No, this wasn't a Kerry campaign event gone bad, or an episode in a new Fox reality series, When Blue Staters Meet Red Staters. It was the San Antonio stop on the Sex Pistols' infamous 1978 U.S. tour. Their manager, Malcolm McLaren, booked mostly small, country-oriented venues in the South, hoping to create a media stir by confronting the hicks with foul-mouthed, safety-pinned, spiky-haired British freaks. The above paragraph is drawn from these great pages devoted to the Pistols' show at Randy's Rodeo. It's safe to say that neither McLaren nor the Pistols suspected that their act of cultural provocation (or whatever) would leave a lasting impact on nearby Austin:
The show was a defining, galvanizing moment for Austin's counterculture.... Musically, of course, it helped inspire Austin's punk scene - one of the earliest and best outside of New York City. But beyond the obvious, the common experience of Austin's attendees fostered many new connections. It was an energizing, polarizing event. Virtually everyone who worked at the Austin Chronicle in its early days witnessed the show, and the Chronicle's staff influenced much of what the city became artistically and politically in the 80's and 90's.
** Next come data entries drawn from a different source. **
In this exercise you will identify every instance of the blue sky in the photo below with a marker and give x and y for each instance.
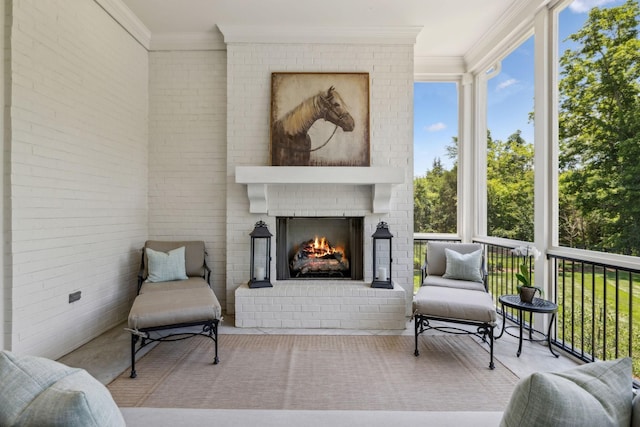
(510, 97)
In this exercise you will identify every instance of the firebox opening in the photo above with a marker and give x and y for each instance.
(319, 248)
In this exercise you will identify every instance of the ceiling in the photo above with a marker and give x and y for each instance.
(450, 27)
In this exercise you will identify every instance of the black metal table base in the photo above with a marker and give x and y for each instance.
(522, 328)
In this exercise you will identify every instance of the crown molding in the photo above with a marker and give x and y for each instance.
(313, 35)
(429, 68)
(129, 21)
(188, 41)
(517, 21)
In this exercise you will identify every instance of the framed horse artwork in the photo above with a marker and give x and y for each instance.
(320, 119)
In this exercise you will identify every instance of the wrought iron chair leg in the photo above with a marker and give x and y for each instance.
(216, 360)
(417, 321)
(134, 340)
(491, 364)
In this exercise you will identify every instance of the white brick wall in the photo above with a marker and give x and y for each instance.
(327, 304)
(391, 138)
(79, 106)
(187, 148)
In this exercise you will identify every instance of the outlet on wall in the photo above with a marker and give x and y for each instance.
(74, 296)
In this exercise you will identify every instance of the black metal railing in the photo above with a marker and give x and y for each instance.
(598, 302)
(598, 305)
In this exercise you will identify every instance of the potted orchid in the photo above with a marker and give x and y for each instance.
(526, 288)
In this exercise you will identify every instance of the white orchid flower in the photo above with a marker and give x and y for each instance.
(526, 251)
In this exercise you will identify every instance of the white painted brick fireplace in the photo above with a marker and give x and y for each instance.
(350, 304)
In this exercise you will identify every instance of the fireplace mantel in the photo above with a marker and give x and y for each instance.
(258, 178)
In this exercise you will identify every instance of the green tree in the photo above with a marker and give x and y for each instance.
(436, 195)
(599, 122)
(510, 188)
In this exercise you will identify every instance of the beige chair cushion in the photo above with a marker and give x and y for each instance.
(436, 258)
(453, 303)
(175, 306)
(190, 283)
(193, 254)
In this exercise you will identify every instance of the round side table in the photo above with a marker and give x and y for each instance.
(537, 306)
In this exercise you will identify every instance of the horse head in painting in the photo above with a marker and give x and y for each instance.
(290, 142)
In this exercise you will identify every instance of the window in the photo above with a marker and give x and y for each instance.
(510, 146)
(599, 130)
(435, 157)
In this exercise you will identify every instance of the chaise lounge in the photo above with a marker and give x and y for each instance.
(454, 291)
(174, 291)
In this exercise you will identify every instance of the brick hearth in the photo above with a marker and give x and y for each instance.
(325, 304)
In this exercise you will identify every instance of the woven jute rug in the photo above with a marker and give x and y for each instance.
(319, 372)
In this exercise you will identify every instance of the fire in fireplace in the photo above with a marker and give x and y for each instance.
(318, 257)
(319, 247)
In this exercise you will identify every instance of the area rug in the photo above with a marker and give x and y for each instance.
(319, 372)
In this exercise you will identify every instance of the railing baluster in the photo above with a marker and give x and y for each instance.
(589, 333)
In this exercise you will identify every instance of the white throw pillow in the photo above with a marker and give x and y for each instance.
(463, 266)
(165, 267)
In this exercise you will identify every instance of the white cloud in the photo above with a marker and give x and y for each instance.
(436, 127)
(505, 84)
(583, 6)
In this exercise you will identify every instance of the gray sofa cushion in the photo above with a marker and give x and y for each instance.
(194, 253)
(635, 413)
(463, 266)
(166, 266)
(35, 391)
(436, 258)
(596, 394)
(453, 283)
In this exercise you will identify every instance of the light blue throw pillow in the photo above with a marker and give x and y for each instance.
(165, 267)
(463, 266)
(596, 394)
(35, 391)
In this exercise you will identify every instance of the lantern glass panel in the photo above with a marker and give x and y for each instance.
(261, 258)
(382, 262)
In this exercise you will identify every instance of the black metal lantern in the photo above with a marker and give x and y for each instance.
(382, 258)
(260, 256)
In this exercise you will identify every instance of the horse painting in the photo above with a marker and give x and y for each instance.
(290, 142)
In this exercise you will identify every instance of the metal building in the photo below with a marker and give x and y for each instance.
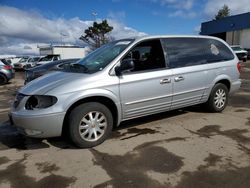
(235, 30)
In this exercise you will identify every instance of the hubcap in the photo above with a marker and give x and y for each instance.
(92, 126)
(220, 98)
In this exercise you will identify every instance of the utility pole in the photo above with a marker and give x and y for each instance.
(94, 14)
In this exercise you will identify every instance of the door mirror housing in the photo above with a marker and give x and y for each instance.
(126, 65)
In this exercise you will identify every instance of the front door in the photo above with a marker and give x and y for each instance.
(148, 88)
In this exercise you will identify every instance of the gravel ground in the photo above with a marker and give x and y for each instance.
(181, 148)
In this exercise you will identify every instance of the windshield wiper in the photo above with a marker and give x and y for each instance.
(76, 67)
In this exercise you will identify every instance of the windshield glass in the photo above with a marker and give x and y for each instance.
(100, 58)
(46, 58)
(23, 60)
(34, 59)
(236, 48)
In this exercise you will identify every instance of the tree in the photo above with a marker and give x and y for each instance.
(223, 12)
(96, 35)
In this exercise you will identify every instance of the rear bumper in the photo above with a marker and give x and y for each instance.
(235, 86)
(43, 126)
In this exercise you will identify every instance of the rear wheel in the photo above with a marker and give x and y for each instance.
(3, 79)
(90, 124)
(218, 99)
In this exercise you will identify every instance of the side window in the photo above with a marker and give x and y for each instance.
(147, 55)
(183, 52)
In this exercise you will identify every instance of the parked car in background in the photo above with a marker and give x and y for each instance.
(21, 63)
(248, 53)
(32, 61)
(240, 52)
(6, 72)
(47, 59)
(35, 72)
(126, 79)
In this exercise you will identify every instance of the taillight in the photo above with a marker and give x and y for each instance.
(7, 67)
(238, 67)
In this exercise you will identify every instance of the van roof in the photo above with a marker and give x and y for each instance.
(173, 36)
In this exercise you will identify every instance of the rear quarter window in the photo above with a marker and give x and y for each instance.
(183, 52)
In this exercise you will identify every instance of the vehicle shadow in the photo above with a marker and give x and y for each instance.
(10, 138)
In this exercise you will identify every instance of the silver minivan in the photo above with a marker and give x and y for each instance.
(127, 79)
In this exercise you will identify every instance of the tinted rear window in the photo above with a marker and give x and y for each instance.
(183, 52)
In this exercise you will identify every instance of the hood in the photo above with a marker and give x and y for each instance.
(50, 81)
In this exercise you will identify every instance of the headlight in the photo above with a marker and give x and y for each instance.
(18, 99)
(28, 75)
(40, 101)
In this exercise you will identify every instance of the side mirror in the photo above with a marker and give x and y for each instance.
(126, 65)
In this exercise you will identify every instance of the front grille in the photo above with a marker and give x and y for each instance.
(18, 99)
(240, 55)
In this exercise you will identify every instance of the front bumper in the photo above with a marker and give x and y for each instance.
(42, 126)
(235, 86)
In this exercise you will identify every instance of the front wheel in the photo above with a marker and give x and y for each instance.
(90, 124)
(3, 79)
(218, 99)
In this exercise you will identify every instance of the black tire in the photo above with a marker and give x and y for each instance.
(3, 79)
(214, 105)
(80, 115)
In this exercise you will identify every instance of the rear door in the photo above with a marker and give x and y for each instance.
(191, 76)
(148, 88)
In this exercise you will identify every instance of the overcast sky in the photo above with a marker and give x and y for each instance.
(26, 24)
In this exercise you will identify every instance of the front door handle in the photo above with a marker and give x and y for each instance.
(165, 81)
(179, 78)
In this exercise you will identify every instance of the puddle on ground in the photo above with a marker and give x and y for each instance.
(4, 160)
(15, 175)
(221, 179)
(239, 100)
(130, 170)
(47, 167)
(211, 160)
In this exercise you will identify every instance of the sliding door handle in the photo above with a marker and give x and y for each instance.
(179, 78)
(165, 81)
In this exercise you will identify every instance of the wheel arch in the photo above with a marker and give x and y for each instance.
(109, 103)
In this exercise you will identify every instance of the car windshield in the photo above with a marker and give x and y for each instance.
(24, 59)
(100, 58)
(46, 58)
(34, 59)
(236, 48)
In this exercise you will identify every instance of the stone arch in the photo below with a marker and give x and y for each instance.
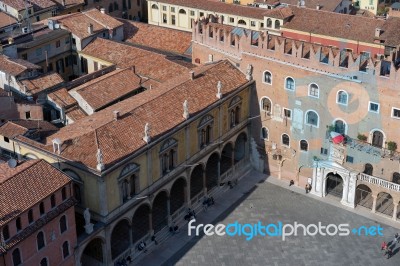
(93, 252)
(119, 240)
(178, 194)
(240, 147)
(141, 222)
(212, 171)
(334, 184)
(384, 203)
(160, 211)
(364, 196)
(226, 161)
(196, 181)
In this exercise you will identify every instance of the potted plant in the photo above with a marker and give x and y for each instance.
(392, 146)
(361, 137)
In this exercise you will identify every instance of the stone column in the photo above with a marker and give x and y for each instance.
(395, 211)
(374, 203)
(345, 190)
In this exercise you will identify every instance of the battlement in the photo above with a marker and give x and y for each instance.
(236, 42)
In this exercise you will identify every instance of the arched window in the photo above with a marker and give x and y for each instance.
(44, 262)
(30, 216)
(313, 90)
(312, 118)
(342, 97)
(17, 257)
(289, 84)
(285, 140)
(64, 193)
(63, 224)
(65, 249)
(303, 145)
(40, 240)
(396, 178)
(277, 24)
(267, 78)
(269, 23)
(53, 200)
(18, 224)
(340, 126)
(266, 104)
(6, 232)
(242, 22)
(368, 169)
(41, 208)
(264, 133)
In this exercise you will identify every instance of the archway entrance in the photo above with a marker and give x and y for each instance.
(120, 238)
(364, 196)
(196, 181)
(240, 147)
(377, 139)
(384, 204)
(140, 223)
(334, 185)
(160, 211)
(212, 171)
(177, 198)
(93, 253)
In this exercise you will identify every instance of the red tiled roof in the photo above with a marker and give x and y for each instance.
(42, 83)
(152, 65)
(161, 108)
(245, 11)
(15, 128)
(335, 25)
(157, 37)
(108, 88)
(78, 23)
(6, 20)
(26, 185)
(15, 67)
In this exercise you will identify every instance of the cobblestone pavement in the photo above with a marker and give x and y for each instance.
(270, 203)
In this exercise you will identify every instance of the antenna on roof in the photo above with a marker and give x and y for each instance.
(12, 163)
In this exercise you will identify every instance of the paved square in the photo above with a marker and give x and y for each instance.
(270, 203)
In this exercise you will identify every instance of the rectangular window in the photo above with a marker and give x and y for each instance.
(373, 107)
(38, 51)
(395, 113)
(287, 113)
(349, 159)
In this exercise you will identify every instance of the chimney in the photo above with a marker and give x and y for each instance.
(377, 32)
(90, 28)
(116, 115)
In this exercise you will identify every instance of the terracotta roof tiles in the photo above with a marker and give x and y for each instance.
(26, 185)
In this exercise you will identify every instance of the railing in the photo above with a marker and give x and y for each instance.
(379, 182)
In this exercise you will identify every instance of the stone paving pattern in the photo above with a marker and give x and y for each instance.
(270, 203)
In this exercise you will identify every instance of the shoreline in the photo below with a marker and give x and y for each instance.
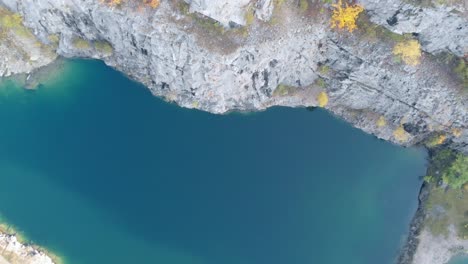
(410, 247)
(15, 249)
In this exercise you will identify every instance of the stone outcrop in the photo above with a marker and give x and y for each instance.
(188, 58)
(197, 54)
(14, 252)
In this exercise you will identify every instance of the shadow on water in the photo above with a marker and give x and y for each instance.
(283, 186)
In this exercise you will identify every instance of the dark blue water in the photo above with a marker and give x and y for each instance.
(96, 169)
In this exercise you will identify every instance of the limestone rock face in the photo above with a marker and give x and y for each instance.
(221, 10)
(19, 253)
(287, 57)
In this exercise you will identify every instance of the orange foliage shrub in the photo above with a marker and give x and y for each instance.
(345, 15)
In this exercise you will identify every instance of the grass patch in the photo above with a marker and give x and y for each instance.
(374, 32)
(103, 47)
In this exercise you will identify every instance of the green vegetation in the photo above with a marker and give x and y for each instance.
(435, 140)
(13, 22)
(450, 167)
(303, 5)
(375, 32)
(455, 66)
(447, 205)
(11, 230)
(456, 175)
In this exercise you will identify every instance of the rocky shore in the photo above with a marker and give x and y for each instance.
(14, 252)
(412, 243)
(222, 56)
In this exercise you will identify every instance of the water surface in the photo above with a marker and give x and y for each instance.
(96, 169)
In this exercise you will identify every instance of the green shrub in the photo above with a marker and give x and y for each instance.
(104, 47)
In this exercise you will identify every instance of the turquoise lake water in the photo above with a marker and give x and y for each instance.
(96, 169)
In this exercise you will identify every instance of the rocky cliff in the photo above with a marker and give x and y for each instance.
(244, 55)
(222, 56)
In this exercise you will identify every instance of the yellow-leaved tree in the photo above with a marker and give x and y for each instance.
(409, 51)
(345, 15)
ALSO -- while we're on the subject, I hope nobody minds a personal plug. The late singer/songwriter Elliott Smith endured drug addiction and a difficult Texas childhood to become one of the most singular talents in alternative music, creating a body of work, both beautiful and angry, that ranges from spare, acoustic folk punk to lush Beatlesque pop, from Piedmont blues to fuzzed-out psychedelia. And he played all the instruments himself. Anyway, for you North Carolinians, the Cat's Cradle in Carrboro is hosting a tribute to him tonight (Friday night), featuring performers like Chris Stamey (of the dB's) as well as videos and short films, with proceeds to go to the Elliott Smith Memorial Fund for Abused Children.